A sub-watershed in the first dataset (red boundary in Fig. 8a) is extracted out for a more careful comparison. Figure 9 shows results of the flow routing algorithm and the new algorithm. Figure 9d shows drainage segments are identified at every contour bends. The numbers of drainage segments at all Strahler orders are listed in Table 3. The corresponding bifurcation ratios are computed. It is apparent that the accumulation threshold values have large influence to this indicator in the flow routing algorithm. The ratio based on the new algorithm is stable to the changes of the threshold values.

Fig. 9
figure 9

The extracted drainage networks from ordinary algorithm and the new one. Red, Pixels in blue, yellow, green and pink are in 1st, 2nd, 3rd and 4th orders. Solid black curves are contour lines. a Drainage network at T=50. b Drainage network at T=100. c Drainage network of new algorithm. d Overlay of drainage with contour lines

Table 3 Result of drainage networks of a sub-watershed

5 Conclusion and Discussion

This chapter reviews the existing algorithms of drainage network extraction and finds that there are no eligible algorithms, which can produce complete and reasonable drainage networks from gridded DEMs. Based on analysis of inherent rationale of available research, we proposed and implemented a new method that integrates flow routing algorithm and revised local morphometric algorithm. A rule-based cleaning process is designed to evaluate and eliminate problematic and noise segments. Two example datasets of different terrain types were used to test the proposed method. The quantitative analysis of extracted drainage networks shows that results by this new algorithm are insensitive to threshold values and stable in hierarchical structures.

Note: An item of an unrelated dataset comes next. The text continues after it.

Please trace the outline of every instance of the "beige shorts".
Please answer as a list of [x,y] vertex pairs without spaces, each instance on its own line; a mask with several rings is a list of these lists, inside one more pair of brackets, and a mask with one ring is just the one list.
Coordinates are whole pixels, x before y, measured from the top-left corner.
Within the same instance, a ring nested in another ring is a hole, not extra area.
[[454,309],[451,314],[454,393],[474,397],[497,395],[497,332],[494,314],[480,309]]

Further possible development based our work can be on different aspects. Multiple-flow-directions algorithms are more appropriate to simulate water diverging models in microtopography, especially as high resolution DEMs are more and more available from wide applications of LiDAR and low altitude aerial stereo images. Also in this scenario, as natural sinks or depressions are widespread, adaptable pit removal algorithm should be implemented by integration of filling and carving based on identifying objects that break flow routing over terrain surface. In low and flat downstream areas, there are many efforts to design reasonable treatment algorithms to generate flow routing. An alternative and more appropriate way is to use hydrological features and water bodies from large scale topographic maps and geospatial databases as an a priori knowledge, which are then incorporated to reduce problematic segments during or subsequent to drainage networks extraction process. At the same time, a geospatial database can be enriched by incorporating the extracted drainage information (flow direction, flow accumulation and watershed subdivision). Another work is to design an appropriate generalization method to simplify the very dense drainage networks of the new algorithm for various applications.